Data Streaming

Data Streaming

Introduction

This project creates a collection of containers wrapped via docker-compose to generate a data streaming and transformation pipeline.

Docker will spin up:

Rabbit AMQP broker
Kafka Broker
Kudu Masters (x3)
Kudu tablet servers. Default of 1, but can scale +- with docker-compose up --scale kudu-tserver=3
Impala Server (impalad, statestore, catalogd, hive metastore)
NiFi Server
Kafka KSQLdb
Kafka KSQLdb cli host
Kafka Schema Registry
Kafka Connect
Zookeeper
OpenLDAP directory service

The Docker containers shall form a virtual bridged network named: "streaming".

The data streaming message flow is as follows:

Publish JSON message to Rabbit queue
Kafka Connect consumes the message from Rabbit and publishes to a Kafka topic
Kafka KSQLdb reads from the Kafka topic, performs transformations, and publishes to a secondary topic
Kafka Connect (Sink) reads from the secondary topic and publishes to Kudu/Impala with LDAP authentication

Known gaps and limitations

This is just a POC with security being an afterthought/lacking. There is no crypto or kerberos auth. There is no authorisation. This is just a POC and not fit for production use.

There is NOT DATA PERSISTANCE!

Mapped Ports

Service:Local host port:Internal Port
ldap:3890:389
ksqldb-server:18088:8088
kafka-connect:8083:8083
kafka:9092:9092
nifi:8080:8080
impala:
schemaregistry:8081:8081
rabbit:15672:15672
rabbit mgmt:5672:5672

Prerequisites

Docker
docker-compose
curl
jq (Optional, for pretty printing out json payloads)
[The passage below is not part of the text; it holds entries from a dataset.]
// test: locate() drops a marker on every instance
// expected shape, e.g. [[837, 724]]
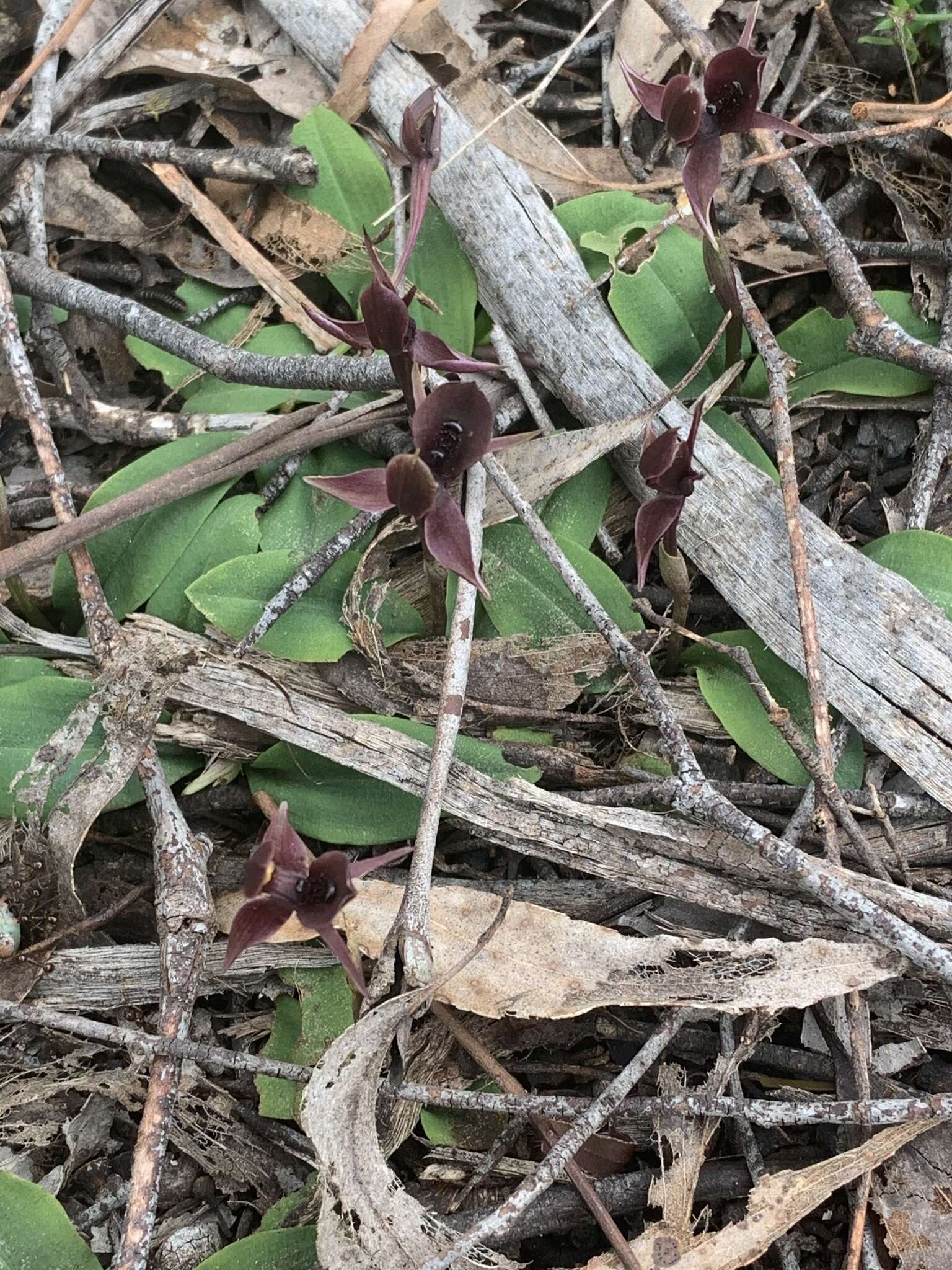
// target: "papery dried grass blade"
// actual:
[[552, 967], [776, 1204]]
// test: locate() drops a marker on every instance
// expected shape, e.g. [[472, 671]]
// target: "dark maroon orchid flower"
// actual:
[[729, 104], [386, 323], [284, 879], [419, 138], [452, 430], [667, 466]]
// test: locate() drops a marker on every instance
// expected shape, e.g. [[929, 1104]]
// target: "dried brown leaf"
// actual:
[[367, 1220], [547, 966], [776, 1204], [649, 47], [295, 234]]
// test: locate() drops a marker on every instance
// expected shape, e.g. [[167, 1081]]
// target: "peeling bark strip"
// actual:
[[653, 853], [888, 652]]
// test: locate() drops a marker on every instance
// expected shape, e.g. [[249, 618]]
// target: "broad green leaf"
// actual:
[[576, 508], [741, 440], [735, 704], [224, 328], [15, 670], [818, 342], [301, 1036], [356, 191], [668, 311], [136, 557], [304, 518], [530, 597], [918, 556], [232, 597], [606, 220], [24, 313], [340, 806], [230, 531], [267, 1250], [31, 711], [275, 1219], [353, 189], [470, 1130], [36, 1233], [216, 397]]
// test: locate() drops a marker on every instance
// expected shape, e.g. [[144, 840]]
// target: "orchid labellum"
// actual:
[[731, 92], [452, 430], [667, 466], [283, 879], [386, 324]]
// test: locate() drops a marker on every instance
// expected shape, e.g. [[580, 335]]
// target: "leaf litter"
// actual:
[[564, 781]]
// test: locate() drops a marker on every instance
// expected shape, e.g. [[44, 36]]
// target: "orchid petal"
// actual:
[[353, 333], [358, 868], [653, 521], [701, 175], [337, 944], [364, 489], [447, 538], [255, 922], [760, 120], [681, 110], [733, 88], [412, 486], [389, 326], [420, 127], [420, 136], [430, 350], [648, 94], [658, 456], [452, 430], [748, 33]]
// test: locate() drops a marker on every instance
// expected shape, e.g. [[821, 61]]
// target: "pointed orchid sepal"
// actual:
[[284, 879], [452, 430], [667, 468], [730, 99]]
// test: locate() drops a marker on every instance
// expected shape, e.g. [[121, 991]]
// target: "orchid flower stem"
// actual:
[[674, 572], [413, 922]]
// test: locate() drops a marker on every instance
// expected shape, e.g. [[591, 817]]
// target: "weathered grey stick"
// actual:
[[238, 163], [649, 851], [888, 652]]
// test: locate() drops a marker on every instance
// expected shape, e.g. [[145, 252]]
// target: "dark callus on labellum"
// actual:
[[452, 430], [284, 879], [667, 466], [729, 104]]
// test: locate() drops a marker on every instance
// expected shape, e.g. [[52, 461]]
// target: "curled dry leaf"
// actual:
[[547, 966], [289, 231], [367, 1219], [776, 1204]]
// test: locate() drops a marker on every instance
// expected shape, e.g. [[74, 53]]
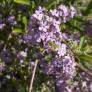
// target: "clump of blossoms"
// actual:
[[44, 31]]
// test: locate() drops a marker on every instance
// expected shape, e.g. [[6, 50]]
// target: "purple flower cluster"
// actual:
[[44, 31], [9, 20]]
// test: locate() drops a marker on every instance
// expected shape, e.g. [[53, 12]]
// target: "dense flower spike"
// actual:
[[44, 28]]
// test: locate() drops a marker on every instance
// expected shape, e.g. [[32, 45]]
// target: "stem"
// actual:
[[33, 75]]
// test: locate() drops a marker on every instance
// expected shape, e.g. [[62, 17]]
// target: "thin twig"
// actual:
[[33, 75]]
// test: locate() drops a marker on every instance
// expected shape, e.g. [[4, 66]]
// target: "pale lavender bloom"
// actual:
[[72, 11], [64, 10], [69, 67], [2, 67]]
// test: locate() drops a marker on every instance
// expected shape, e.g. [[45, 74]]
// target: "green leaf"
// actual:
[[17, 30], [26, 2], [86, 58]]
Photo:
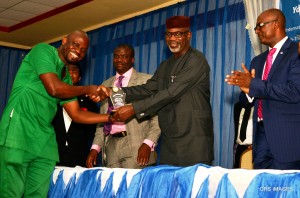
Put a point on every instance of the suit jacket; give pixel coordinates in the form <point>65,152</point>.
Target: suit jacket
<point>79,136</point>
<point>137,130</point>
<point>280,95</point>
<point>179,92</point>
<point>237,111</point>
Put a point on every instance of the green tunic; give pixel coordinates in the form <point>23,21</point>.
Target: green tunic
<point>26,120</point>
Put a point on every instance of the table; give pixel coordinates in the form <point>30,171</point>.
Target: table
<point>170,181</point>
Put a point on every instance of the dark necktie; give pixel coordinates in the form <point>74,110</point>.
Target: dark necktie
<point>265,76</point>
<point>107,126</point>
<point>243,129</point>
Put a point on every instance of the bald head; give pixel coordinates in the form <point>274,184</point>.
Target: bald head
<point>270,27</point>
<point>277,14</point>
<point>74,47</point>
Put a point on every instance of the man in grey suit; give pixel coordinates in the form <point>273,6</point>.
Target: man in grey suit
<point>127,144</point>
<point>179,92</point>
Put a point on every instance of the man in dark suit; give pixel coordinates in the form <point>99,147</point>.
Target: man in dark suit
<point>243,128</point>
<point>179,92</point>
<point>275,94</point>
<point>127,144</point>
<point>74,139</point>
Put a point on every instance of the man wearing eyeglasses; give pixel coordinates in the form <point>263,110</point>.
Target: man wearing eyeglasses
<point>273,85</point>
<point>179,92</point>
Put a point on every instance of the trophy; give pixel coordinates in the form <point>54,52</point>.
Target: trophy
<point>117,97</point>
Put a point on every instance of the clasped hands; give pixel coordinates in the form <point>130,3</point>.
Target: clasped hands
<point>241,79</point>
<point>120,114</point>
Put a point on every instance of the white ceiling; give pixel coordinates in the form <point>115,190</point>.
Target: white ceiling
<point>13,12</point>
<point>17,15</point>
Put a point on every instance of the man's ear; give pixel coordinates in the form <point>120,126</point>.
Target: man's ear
<point>64,40</point>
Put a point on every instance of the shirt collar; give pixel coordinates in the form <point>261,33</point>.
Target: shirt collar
<point>126,74</point>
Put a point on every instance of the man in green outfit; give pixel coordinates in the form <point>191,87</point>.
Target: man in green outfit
<point>28,149</point>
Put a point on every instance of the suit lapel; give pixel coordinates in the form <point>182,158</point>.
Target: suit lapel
<point>133,77</point>
<point>279,57</point>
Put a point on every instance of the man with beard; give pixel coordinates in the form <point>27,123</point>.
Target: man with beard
<point>28,149</point>
<point>179,92</point>
<point>273,86</point>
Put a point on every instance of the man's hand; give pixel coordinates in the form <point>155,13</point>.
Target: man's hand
<point>102,93</point>
<point>92,158</point>
<point>123,113</point>
<point>143,155</point>
<point>241,79</point>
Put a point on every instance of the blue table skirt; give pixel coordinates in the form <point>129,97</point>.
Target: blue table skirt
<point>169,181</point>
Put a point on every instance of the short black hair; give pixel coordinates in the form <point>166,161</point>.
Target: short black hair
<point>126,46</point>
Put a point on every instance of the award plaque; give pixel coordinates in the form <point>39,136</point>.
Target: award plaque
<point>117,97</point>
Ideally, you will also have VS Code and WSL.

You need to confirm that Docker has at least 8GB of memory available to it:

docker system info | grep Memory

Should return a value greater than 8GB - if not, the Kafka stack will probably not work.

Beginner Guide

Start the services

Spin up the containers:

docker-compose up -d

Configure Rabbit

Create a rabbit queue named test_queue:

curl --user guest:guest -X PUT -H 'content-type: application/json' --data-binary '{"vhost":"/","name":"test_queue","durable":"true","auto_delete":"false","arguments":{"x-queue-type":"classic"}}' http://localhost:15672/api/queues/%2F/test_queue

What's that whack %2F mean? The default virtual host is called "/", this will need to be URL encoded as "%2f".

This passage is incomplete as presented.